On a linear demand curve, all the five forms of elasticity can be depicted’

B.

If two demand curves are linear and intersecting each other, then elasticity would be same on different demand curves at the point of intersection.

C.

If two demand curves are linear, and parallel to each other then at a particular price the coefficient of elasticity would be different on different demand curves.

D.

The price elasticity of demand is expressed in terms of relative not absolute, changes in price and quantity demanded

#### SOLUTION

Solution : B

If the two straight line demand curves in­tersect, then, of them, the steeper line would be less elas­tic and the flatter line would be more elastic.

Which of the following pairs represent substitute goods?

A.

Car and petrol

B.

Juice and cold drink

C.

Bread and butter

D.

All of these

#### SOLUTION

Solution : B

Juice and cold drink are substituted goods, as one could be substituted for the other.

In case of Giffen's Paradox, the slope of demand curve is:

A.

negative

B.

positive

C.

paralled to X-axis

D.

paralled to Y-axis

#### SOLUTION

Solution : B

In case of Giffen's Paradox, the slope of demand curve is positive.
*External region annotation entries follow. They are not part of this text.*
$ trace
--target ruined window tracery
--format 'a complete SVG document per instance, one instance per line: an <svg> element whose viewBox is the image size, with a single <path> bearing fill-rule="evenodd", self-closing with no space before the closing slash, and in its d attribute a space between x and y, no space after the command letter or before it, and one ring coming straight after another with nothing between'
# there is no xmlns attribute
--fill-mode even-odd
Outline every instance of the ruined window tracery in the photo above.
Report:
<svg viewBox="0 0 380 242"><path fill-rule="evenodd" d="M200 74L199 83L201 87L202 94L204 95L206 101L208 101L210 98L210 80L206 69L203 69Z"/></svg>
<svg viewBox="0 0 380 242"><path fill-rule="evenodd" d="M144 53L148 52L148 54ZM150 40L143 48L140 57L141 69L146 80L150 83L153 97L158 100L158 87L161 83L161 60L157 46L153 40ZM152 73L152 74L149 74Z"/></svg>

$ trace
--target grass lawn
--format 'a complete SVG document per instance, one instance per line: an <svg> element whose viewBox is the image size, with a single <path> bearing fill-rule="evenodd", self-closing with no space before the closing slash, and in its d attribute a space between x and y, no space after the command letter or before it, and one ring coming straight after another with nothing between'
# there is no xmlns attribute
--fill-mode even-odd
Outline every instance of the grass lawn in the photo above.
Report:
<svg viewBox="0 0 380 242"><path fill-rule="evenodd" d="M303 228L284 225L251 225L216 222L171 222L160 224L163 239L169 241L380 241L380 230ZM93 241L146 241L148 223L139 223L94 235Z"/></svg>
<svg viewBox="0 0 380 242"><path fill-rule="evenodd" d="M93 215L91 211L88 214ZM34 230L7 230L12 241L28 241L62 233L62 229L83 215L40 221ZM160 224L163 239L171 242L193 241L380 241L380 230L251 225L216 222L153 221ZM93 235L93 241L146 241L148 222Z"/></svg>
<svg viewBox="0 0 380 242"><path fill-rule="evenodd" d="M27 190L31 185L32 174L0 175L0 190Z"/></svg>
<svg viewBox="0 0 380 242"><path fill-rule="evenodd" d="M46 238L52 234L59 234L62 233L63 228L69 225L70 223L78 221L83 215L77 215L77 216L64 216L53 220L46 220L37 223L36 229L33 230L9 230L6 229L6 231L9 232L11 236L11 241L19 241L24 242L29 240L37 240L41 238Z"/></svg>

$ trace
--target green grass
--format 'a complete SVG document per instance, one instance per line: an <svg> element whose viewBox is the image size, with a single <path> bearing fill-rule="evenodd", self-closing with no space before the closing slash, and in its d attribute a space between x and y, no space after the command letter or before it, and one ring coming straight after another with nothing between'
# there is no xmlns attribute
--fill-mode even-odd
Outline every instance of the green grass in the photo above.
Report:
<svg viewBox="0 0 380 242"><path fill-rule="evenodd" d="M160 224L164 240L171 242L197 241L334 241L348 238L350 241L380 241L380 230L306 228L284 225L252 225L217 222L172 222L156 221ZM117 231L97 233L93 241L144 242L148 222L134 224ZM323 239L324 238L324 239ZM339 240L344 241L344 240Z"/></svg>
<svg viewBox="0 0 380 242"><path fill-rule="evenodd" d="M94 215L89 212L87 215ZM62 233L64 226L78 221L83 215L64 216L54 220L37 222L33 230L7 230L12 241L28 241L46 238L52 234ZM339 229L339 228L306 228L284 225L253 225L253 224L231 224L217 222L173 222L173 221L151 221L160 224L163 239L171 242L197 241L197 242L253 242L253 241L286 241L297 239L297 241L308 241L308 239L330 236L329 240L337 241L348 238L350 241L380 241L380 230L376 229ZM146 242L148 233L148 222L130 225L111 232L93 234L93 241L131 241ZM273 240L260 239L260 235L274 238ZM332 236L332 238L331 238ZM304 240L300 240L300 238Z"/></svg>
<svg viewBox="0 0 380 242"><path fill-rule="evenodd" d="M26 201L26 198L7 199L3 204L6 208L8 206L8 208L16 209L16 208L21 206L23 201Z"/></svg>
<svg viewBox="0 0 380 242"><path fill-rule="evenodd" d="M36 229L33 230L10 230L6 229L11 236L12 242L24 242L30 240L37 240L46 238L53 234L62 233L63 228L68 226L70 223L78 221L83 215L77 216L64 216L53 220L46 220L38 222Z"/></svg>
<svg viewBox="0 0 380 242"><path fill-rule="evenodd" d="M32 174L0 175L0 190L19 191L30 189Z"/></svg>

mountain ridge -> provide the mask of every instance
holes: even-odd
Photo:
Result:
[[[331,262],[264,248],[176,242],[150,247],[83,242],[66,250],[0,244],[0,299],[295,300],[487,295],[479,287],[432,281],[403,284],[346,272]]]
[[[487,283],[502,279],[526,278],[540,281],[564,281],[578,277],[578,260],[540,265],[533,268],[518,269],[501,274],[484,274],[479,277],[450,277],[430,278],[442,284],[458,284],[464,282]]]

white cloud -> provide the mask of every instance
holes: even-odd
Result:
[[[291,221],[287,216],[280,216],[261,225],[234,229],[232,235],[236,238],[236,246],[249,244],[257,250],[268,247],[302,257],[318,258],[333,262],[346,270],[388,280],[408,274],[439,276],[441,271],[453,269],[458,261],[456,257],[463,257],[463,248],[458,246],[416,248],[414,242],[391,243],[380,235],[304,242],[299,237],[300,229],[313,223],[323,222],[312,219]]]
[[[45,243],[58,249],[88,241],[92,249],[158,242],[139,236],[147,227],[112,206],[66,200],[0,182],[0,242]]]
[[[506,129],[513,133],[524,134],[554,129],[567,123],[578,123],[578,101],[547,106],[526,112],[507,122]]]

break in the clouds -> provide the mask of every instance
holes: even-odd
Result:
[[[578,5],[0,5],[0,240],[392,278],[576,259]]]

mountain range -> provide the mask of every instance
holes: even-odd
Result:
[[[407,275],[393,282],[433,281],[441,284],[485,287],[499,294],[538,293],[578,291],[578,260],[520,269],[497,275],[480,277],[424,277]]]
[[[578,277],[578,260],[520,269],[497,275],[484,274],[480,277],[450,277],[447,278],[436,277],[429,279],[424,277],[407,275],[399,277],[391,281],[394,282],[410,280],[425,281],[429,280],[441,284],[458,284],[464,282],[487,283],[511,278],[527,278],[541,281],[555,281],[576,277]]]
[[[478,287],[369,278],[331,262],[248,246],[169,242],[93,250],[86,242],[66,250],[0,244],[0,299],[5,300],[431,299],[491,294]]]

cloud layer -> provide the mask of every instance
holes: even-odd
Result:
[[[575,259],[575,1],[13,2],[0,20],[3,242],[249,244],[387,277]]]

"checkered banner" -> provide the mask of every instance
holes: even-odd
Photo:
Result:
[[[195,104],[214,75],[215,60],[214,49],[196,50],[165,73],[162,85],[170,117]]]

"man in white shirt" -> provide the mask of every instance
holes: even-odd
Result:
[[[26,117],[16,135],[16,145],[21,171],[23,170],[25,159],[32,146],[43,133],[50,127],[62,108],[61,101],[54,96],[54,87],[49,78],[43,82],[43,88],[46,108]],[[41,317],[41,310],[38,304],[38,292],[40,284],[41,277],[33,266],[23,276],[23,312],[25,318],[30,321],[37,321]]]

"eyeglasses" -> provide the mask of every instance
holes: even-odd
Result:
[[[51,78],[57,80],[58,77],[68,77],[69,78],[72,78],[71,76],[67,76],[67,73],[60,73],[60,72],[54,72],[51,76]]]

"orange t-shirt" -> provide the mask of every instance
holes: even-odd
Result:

A fall in own price of the commodity leads to:

A.

increase in real income of the consumer

B.

decrease in real income of the consumer

C.

increase in purchasing power of the consumer

D.

Both (a) and (c)

#### SOLUTION

Solution : D

A fall in own price of the commodity leads to increase in real income of the consumer and a consquent increase in purchasing power of the consumer.

Substitution effect takes place when price of the commodity becomes:

A.

relatively cheap

B.

relatively dear

C.

stable

D.

both (a) and (b)

#### SOLUTION

Solution : D

Substitution effect takes place when price of the commodity becomes either relatively cheap or relatively dear.

When the slope of demand curve = infinity, the price elasticity of demand = 0.

A.

True

B.

False

#### SOLUTION

Solution : A

True.

eD=1slope×PQ=1×PQ=0

If price elasticity of demand is zero, it means expenditure on the commodity does not change with change in price of the commodity.

A.

True

B.

False

#### SOLUTION

Solution : B

False. When Ed = 0, demand remains constant, no matter what the price is. Implying that total expenditure may increase/decrease, but not the quantity demanded.

A vertical straight line demand curve shows that demand rises to infinity even when price remains constant.

A.

True

B.

False

#### SOLUTION

Solution : B

False. A vertical straight line demand curve parallel to Y-axis shows no change in the demand irrespective of change in price. So that, Ed = 0.